Oprócz tego, wzmożoną czujność powinny też włączyć ci, którzy cierpią na choroby związane z układem oddechowym. Taki pył może zaostrzać astmę, powodować duszności i zmuszać do częstszego przyjmowania leków.
GIOŚ uspokaja zmartwionych
Z pozytywnych informacji warto przekazać, że zdaniem ekspertów dym, który krąży nad Europą jest już o wiele mniej szkodliwy niż wtedy, gdy był jeszcze nad Ameryką Północną. Obecnie porusza się on już w wyższych partiach atmosfery, dlatego nie wywołuje aż tak dużego zanieczyszczenia.
Uspokajające wieści płyną w tym kontekście także z Głównego Inspektoratu Ochrony Środowiska, który na bieżąco prowadzi pomiary i twierdzi, iż sytuacja jest pod kontrolą.
– Krótkoterminowe prognozy jakości powietrza na trzy kolejne dni realizowane przez IOŚ-PIB i dostępne na portalu „Jakość powietrza” nie przewidują wysokich stężeń pyłów zawieszonych – zapewnia Katarzyna Dziurna, kierownik zespołu ds. promocji i komunikacji GIOŚ.
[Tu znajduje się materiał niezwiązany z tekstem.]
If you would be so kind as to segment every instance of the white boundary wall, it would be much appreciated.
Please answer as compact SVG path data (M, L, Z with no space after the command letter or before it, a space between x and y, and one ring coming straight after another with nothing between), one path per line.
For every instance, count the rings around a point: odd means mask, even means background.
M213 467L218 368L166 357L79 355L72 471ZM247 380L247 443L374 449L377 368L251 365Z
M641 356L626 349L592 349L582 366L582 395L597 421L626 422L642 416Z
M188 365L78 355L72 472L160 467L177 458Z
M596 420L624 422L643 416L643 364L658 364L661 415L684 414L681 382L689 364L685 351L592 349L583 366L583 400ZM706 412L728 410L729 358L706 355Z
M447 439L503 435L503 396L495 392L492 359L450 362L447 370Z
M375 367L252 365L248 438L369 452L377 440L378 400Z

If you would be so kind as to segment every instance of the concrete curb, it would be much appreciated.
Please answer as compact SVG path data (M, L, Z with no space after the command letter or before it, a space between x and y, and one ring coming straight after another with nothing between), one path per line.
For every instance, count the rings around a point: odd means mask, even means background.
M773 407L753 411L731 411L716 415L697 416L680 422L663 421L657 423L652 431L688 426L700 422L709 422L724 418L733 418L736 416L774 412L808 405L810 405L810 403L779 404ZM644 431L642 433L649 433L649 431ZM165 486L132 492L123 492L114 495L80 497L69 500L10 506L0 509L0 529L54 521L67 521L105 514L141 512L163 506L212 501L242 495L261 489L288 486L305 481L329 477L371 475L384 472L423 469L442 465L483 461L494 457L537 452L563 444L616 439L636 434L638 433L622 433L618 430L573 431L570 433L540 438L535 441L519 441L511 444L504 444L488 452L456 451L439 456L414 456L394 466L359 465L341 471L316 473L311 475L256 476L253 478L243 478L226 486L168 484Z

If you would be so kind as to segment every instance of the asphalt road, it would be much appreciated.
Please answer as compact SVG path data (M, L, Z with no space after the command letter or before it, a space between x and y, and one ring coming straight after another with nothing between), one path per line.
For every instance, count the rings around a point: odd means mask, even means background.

Ponadto, na naszą korzyść działają przetaczające się nad Polską w ostatnich dniach deszcze, wymywające z powietrza atmosferycznego większość zanieczyszczeń.
Polska na czele niechlubnego rankingu
Szukając jeszcze więcej kojących nerwów doniesień, warto spojrzeć także na post 'doktora z tiktoka”,czyli Konrada Skotnickiego, który zauważył, że po pożarach w Kanadzie średnie stężenie pyłu PM2.5 wyniosło w Nowym Jorku prawie 140 ug/m3, przy czym w Polsce tak toksyczny poziom notowany jest nawet bez pożarów.
– W styczniu 2021, podczas jednego z większych epizodów smogowych stężenie tego pyłu w Warszawie przekraczało 180 ug/m3 – przypomina Skotnicki.
Посмотреть эту публикацию в Instagram
I choć może to mało pocieszająca wiadomość, Polacy są już przyzwyczajeni do niezbyt czystego powietrza i smogu, który obecny jest nie tylko zimą, ale i latem. – Można powiedzieć, że my taki pożar, w małym wydaniu, mamy przez pół roku co najmniej – podsumowuje doktor Karauda.